And that may seem like a good deal but although Insurance companies preach that we should give service to "our" clients they do not pay us to provide the service. Take a policy that pays $200 a month and you receive 3% x 12 months. How much time can you afford to spend with the client for $72. So even if you do provide the service you can't really count the renewals in your income as they disapear in time, travel, and auto expense just going to see the client.

My clients with larger policies ($10-25 thousand) a year do warrent service and I can afford to visit annually and I get them gifts at christmas. (Food baskets etc) However that usually results in referal business (again first year commissions) and rewriting the policies for surviving spouses ( death benefit procedes - again first year commission). So my point is that for life and annuity agents it's mostly first year commissions. Someone else might have adifferent take but for me after 23 years in insuance that's how it pans out.

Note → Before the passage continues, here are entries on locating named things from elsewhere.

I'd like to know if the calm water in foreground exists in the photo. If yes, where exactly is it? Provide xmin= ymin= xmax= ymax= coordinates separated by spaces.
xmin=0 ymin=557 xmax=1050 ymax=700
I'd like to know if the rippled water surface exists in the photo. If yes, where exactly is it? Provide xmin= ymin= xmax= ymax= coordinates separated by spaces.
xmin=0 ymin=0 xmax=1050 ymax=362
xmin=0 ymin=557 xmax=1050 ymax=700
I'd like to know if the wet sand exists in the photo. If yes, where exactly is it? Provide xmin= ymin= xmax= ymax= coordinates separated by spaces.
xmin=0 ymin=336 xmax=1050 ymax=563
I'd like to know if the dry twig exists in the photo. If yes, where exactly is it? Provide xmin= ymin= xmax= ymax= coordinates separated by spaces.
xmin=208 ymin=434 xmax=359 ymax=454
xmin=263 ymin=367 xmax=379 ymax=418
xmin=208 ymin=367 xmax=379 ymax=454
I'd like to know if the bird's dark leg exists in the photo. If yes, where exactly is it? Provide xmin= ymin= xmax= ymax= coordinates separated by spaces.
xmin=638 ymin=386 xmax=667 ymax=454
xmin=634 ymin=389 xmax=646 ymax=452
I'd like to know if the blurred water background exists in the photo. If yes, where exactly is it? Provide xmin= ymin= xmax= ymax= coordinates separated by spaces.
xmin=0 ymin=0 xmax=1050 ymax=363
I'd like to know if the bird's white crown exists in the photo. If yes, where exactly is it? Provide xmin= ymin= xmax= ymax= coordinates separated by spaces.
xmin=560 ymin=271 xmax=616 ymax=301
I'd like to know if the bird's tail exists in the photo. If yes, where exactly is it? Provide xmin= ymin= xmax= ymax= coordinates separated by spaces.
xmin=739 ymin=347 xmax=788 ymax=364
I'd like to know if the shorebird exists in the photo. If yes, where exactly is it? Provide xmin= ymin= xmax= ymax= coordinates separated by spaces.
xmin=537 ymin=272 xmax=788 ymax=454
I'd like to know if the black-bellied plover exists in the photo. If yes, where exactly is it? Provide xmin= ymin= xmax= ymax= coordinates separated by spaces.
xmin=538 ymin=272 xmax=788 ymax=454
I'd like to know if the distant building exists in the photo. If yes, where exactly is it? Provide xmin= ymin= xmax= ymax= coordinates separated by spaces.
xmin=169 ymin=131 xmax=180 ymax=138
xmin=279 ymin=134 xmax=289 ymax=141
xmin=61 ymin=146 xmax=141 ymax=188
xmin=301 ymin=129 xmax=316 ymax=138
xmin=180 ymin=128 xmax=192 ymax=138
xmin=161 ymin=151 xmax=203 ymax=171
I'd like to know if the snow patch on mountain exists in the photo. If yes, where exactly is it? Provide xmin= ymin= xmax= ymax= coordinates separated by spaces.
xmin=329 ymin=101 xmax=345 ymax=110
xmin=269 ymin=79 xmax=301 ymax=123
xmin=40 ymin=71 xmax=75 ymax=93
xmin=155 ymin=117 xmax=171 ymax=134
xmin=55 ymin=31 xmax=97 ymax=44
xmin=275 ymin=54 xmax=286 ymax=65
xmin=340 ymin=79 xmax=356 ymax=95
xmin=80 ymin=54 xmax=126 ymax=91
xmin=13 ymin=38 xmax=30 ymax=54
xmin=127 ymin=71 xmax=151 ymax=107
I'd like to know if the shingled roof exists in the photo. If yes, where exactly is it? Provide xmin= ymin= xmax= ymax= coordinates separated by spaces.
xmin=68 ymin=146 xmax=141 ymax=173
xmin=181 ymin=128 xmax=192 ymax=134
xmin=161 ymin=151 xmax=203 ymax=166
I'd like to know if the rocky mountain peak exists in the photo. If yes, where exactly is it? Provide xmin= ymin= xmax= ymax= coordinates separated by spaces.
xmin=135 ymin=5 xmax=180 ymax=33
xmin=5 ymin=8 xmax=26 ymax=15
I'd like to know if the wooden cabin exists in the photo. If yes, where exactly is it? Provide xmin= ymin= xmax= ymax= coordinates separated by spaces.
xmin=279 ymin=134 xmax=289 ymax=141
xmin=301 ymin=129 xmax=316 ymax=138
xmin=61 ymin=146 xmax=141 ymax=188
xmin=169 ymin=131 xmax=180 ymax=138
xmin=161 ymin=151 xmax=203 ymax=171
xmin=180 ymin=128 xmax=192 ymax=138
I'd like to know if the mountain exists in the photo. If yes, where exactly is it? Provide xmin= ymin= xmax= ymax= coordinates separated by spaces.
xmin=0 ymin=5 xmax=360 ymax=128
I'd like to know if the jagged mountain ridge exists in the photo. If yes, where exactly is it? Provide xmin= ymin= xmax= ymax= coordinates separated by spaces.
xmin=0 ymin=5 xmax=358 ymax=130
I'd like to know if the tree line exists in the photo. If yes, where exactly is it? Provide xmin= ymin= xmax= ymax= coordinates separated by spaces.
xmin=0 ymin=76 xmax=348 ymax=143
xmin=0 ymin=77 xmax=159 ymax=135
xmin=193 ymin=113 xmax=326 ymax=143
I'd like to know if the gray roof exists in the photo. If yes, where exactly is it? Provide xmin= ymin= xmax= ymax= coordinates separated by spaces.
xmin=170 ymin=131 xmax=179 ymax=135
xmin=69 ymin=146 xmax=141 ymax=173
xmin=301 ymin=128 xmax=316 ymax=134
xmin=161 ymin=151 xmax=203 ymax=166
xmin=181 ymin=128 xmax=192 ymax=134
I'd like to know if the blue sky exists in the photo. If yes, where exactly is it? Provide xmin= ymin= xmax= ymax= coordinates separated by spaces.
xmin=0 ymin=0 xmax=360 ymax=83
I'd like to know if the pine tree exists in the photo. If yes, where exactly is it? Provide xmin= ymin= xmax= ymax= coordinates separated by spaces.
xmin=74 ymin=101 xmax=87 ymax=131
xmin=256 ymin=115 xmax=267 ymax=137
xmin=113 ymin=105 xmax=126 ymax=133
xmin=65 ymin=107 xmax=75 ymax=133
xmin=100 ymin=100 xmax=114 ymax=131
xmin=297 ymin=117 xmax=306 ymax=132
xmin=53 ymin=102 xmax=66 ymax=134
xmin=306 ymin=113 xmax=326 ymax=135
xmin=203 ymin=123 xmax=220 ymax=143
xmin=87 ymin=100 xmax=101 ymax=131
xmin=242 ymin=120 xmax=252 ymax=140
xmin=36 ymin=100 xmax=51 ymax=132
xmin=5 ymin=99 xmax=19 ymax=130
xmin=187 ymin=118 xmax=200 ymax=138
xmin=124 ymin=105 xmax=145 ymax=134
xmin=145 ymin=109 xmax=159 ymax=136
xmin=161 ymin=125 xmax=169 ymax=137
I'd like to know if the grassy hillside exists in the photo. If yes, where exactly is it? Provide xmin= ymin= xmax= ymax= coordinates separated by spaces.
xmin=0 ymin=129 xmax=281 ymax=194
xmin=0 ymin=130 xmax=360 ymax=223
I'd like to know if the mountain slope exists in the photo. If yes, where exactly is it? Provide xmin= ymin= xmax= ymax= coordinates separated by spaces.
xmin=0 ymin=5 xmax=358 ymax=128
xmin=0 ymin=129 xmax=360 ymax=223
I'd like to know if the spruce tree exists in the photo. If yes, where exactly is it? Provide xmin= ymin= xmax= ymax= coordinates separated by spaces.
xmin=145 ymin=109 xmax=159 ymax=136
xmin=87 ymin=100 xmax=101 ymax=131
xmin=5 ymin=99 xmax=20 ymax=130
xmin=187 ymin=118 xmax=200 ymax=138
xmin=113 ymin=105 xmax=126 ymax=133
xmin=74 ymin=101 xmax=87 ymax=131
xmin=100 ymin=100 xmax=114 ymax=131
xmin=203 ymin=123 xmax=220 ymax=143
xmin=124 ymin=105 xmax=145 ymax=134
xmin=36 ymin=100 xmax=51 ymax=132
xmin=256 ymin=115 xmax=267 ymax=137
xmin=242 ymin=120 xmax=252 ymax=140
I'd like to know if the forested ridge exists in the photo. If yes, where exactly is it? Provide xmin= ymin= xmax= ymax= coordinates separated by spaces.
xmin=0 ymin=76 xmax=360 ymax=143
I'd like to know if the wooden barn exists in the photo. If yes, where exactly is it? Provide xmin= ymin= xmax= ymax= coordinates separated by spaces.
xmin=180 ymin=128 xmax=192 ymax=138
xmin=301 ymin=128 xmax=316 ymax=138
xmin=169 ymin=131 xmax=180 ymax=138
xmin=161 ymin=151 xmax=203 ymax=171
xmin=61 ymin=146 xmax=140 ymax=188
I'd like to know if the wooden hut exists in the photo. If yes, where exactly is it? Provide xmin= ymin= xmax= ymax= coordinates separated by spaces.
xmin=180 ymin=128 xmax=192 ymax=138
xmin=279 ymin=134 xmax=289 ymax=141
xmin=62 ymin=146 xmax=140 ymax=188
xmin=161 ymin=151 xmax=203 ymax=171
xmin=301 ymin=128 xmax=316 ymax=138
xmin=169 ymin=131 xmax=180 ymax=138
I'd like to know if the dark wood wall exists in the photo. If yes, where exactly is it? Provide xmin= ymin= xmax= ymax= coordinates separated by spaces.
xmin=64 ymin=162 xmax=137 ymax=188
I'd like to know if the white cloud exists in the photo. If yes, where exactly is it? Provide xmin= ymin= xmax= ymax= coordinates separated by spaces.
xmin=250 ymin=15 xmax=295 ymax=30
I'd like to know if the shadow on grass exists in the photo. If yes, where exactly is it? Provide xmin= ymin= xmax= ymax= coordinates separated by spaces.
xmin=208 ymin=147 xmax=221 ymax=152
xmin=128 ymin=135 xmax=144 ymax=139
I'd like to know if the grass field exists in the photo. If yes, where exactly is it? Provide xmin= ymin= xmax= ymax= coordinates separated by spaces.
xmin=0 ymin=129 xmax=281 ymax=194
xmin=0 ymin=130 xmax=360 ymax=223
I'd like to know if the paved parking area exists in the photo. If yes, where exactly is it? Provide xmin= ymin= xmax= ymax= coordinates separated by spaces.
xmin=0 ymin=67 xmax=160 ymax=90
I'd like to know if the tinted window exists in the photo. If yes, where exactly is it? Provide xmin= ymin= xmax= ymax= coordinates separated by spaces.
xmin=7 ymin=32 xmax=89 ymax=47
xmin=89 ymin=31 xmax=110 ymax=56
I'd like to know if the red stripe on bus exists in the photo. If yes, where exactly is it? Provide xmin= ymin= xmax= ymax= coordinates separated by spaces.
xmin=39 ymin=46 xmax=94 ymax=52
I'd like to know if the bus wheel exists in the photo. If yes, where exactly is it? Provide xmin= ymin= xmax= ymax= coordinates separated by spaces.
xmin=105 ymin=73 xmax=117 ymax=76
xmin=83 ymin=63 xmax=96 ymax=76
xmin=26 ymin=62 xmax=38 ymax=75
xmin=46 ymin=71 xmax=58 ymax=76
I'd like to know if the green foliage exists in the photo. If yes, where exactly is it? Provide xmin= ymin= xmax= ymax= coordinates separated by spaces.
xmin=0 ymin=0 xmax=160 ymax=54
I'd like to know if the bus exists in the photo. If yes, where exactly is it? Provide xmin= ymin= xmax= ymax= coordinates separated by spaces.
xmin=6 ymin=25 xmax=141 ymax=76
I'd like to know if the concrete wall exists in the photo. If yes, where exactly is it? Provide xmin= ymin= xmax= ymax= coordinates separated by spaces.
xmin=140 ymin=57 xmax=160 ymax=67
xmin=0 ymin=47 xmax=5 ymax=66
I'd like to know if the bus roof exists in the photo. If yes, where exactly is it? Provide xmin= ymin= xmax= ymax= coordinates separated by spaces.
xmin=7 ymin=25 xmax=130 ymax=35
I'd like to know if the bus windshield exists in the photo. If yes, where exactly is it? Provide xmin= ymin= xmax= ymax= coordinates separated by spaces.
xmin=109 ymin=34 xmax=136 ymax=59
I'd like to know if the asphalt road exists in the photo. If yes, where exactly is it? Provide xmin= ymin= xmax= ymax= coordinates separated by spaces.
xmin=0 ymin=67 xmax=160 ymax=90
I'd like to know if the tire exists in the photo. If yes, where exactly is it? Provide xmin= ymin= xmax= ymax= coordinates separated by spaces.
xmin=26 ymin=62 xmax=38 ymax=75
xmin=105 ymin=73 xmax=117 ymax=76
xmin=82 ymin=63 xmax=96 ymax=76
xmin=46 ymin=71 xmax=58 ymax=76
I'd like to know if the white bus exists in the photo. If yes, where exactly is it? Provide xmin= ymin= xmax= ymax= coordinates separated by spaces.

I have companies that I haven't written for, for over 15 years and they still pay my renewals however they have added clauses to agents contracts that if the renewal commissions fall below a certain amount they do not pay renewals.

I believe Old Mutual is currently canceling the contract of all agent that have not written a policy for a year, and of course if you lose your contract, you nomally no longer have access to annual policy information. So although they say we shoul give service to "Our"clients, they really believe they are their clients, not the agents. Also if most agent leave after a few years which they do renewals have way of vaporizing

P&C, and health insurance, etc. are designed for renewals but life and annuity is designed for first year.

To compare if a life agent wrote $1000 in premium on a 10 pay policy and had a 100% contract and 3% renewals they would receive $1000 + $30 a year for 9 more years = total of $1270.

If a P&C agent wrote it they might receive %15/yr or $1500 over 10 years.

And if a health or Med Sup agent wrote $1000 in premium they might receive %23 X 10 years or $2300.

The saving grace for Life agents is that you can write much larger policies to solve bigger problems.
 
More specifically, and sorry for not being more clear in my original post, the question my friend and I were debating was what percent of agents make 100k of life insurance first year commissions, not total life income. I would argue that after 5 years it would be hard not to make 100k total life income per year simply based off of average production plus renewals. So looking at 100k of fyc is a much different consideration than just 100k of total life income

It sounds like you lost your debate. I think it is hard to maintain that type of an income as a single producer. Doable sure, but I wouldn't say that by year 5 it's easy. I suppose that would also depend on the lead generation system. If you have your lead generation system humming like a finely tuned german engine, then absolutely $100k would not be hard. The other thing that one needs to consider is that lead generation changes, what may be good for a while can sour later, i.e. voice broadcasting was starting to catch on and more and more agents were getting ready to take the plunge, then they pulled the plug on that and made it illegal. Direct mail used to work much better than it does now, which isn't terrible, but those who are successful with direct mail have to constantly be developing new pieces to maintain a decent response rate. You get the idea?